Wen puts her productivity in part down to her 5am habit. Her cultural flexibility is both a function of her lived experience and her time as a CEMS student.
“CEMS really augmented my real-life experience from day one. There is just so much peer-to-peer learning with such top tier students from all over the world that enriches the academic experience exponentially. You master the techniques and the fundamentals of teamwork with diverse classmates as you present to CEMS partners, and you build a network that spans the globe. My CEMS friends all made it to my wedding in China, so these are ties that endure and that are meaningful.”
To make the most of an experience like CEMS and a rewarding career in a global organisation, Wen is very clear about the advice she would share with others.
“I think you must be brave today. And that means being open to exploring different industries and opportunities.”
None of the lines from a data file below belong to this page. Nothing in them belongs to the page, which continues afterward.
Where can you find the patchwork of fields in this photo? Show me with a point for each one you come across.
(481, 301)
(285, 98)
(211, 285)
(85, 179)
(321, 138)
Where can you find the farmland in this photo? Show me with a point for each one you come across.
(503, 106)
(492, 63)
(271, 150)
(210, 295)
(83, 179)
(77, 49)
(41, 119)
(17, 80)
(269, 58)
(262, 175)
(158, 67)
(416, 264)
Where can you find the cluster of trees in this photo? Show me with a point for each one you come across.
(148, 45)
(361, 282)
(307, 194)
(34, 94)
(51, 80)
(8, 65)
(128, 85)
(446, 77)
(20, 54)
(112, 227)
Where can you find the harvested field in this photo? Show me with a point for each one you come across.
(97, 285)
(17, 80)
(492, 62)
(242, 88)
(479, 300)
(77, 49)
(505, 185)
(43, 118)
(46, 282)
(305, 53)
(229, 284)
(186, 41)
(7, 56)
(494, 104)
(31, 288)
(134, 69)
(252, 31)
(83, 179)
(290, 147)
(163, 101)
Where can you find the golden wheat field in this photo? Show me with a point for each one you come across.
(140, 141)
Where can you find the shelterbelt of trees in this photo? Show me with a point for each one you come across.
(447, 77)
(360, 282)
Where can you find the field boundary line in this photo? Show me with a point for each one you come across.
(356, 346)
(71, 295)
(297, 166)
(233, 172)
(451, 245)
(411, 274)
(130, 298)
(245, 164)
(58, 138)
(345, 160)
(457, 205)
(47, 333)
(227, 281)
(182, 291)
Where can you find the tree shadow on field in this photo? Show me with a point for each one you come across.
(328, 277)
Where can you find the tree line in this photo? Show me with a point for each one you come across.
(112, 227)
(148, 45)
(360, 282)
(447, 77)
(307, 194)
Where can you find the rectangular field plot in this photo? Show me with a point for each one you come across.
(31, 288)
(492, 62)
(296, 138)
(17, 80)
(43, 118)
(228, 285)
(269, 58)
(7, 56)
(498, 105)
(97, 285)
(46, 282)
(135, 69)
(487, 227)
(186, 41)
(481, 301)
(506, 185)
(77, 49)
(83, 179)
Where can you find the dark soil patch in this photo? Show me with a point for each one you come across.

“I began by doing internships that give you great exposure and really helps you to figure out what you want from your career and your life, and that’s a great start especially when you are young and you’re not clear about what you want to do yet.”
Being open to experience is important. But so too is making time for yourself, she stresses.
“I am a female working in a male-dominated industry and living in what is essentially a foreign country. I developed my 5am system largely as a way of doing something that is essential, and that is prioritising my work-life balance. Whatever you end up doing with your career, don’t ever forget to make time and room for your personal life.”